The Charity Finance Group has warned that charity funds could be used to subsidise apprenticeship programmes at Starbucks and McDonald’s, unless urgent measures are taken to control the funnelling of apprenticeship levy funds.

Speaking to Charity Finance magazine, Andrew O’Brien, head of policy and engagement, said that aspects of the new apprenticeship levy scheme could make it difficult for some charities to fully utilise, leading to unspent levy funds being directed out of the sector towards training programmes at commercial organisations.

“These organisations frankly have their own profits that they could fund those skills with”, O’Brien said.

CFG is currently working with the government as part of its ‘transfers working group’ to assess the scheme’s effectiveness. One area being discussed is the ability of charities and other organisations to transfer unused levy allowance funds to other organisations within their sector. But a cap to limit these transfers has been proposed at just 10 per cent, according to O’Brien.

“This is obviously far too low,” he told Charity Finance. “We want that to be 100 per cent really because we don’t see why charities should not be able to transfer unspent levy funds to other organisations that they want to support. We could get the ridiculous situation where funds from a big charity could end up sponsoring apprentices at organisations like MacDonald's and Starbucks that have their own profits that they could fund those skills with. Frankly, why should we be subsidising that?"

O’Brien warned that “unless changes are made to the levy and more support is given to the sector to develop those standards and address the skills gaps, then it’s certainly very likely that a lot of those charities will just end up writing this off as an extra cost or extra tax".

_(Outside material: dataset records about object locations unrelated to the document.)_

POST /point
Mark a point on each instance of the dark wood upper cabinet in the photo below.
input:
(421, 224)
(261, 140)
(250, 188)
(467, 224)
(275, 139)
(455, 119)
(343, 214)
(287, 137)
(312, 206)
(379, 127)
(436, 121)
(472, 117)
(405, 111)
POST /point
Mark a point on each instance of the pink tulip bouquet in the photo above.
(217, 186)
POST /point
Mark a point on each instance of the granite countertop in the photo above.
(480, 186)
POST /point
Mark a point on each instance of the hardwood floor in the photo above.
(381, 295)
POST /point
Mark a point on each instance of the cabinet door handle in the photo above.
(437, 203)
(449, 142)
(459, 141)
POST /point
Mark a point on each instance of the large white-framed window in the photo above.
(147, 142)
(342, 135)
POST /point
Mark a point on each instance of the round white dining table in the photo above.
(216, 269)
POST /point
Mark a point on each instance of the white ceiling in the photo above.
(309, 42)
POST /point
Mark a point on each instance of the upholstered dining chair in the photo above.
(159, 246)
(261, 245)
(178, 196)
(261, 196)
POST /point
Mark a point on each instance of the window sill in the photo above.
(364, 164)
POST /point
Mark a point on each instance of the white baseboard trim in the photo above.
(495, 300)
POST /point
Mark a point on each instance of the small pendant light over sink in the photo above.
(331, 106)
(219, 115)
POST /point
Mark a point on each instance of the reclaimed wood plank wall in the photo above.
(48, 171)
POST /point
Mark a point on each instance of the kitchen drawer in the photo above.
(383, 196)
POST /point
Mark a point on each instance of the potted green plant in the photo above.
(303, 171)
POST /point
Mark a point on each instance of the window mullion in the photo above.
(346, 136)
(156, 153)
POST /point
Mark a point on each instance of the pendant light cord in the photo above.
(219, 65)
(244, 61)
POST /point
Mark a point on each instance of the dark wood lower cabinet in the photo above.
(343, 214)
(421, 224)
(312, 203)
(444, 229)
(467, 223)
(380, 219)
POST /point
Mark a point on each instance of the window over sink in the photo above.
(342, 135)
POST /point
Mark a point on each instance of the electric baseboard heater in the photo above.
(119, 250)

'A hard stick for charities'

The levy, which comes into effect from April, requires all organisations with a payroll of more than £3m to pay 0.5 per cent of their total wage bill to the government. In turn, the government provides £15,000 to the employer to offset the cost of implementing the scheme. The difference in the amount that is paid out and received from the government, will be put into a pot for employers to fund apprenticeship schemes.

The programme’s initial announcement was criticised by some sector bodies, including the Charity Finance Group and Charity Tax Group, among others, with CTG chair John Hemming voicing “serious concerns” and calling for the brakes to be put on the scheme.

Speaking to Charity Finance this month, the RSPB, WaterAid, CRUK and Action for Children also criticised the scheme.